Without violating my NDA with media companies (YouTube being one of them, incidentally), all I can tell you is you’re wrong about these. I’ve been in this exact sector for over a decade and the operating expenses are much higher comparatively speaking, and the objectives are different depending on region.
If you’re so inclined to pay the discounted rate, make the narrative work so they have no way of flagging you. Otherwise don’t be surprised if you’re asked to pay local rates.
On purchasing servers; I don’t know about Google specifically, but most media partners I’ve worked with doesn’t have global acquisition as an option for hardwares — not because they don’t have the purchase power/volume, but rather the vendors have region specific distributors with their own sales teams and pricing. Even if you have the personal contacts of VPs high up the chain, someone from IBM China cannot even sell to companies in Canada, and vice versa, for example.

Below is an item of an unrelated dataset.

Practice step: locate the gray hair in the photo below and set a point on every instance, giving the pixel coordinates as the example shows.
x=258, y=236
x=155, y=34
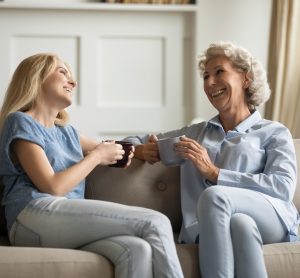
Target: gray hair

On people side of things… With YouTube specifically, you’re also not only dealing with their own DC but getting their hardware into local ISPs centres. Logistics around that is not something cheap remote labor can arrange, need actual boots on the ground to facilitate.
Ad sales is also something that’s kind of localized. YouTube has American teams selling American creator inventories for example. Not something that’s outsourced out.
So yea… Although from the outset it’s all just “YouTube.com”, there’s actually a lot of localized touch points that creates different costs to provide service in different regions.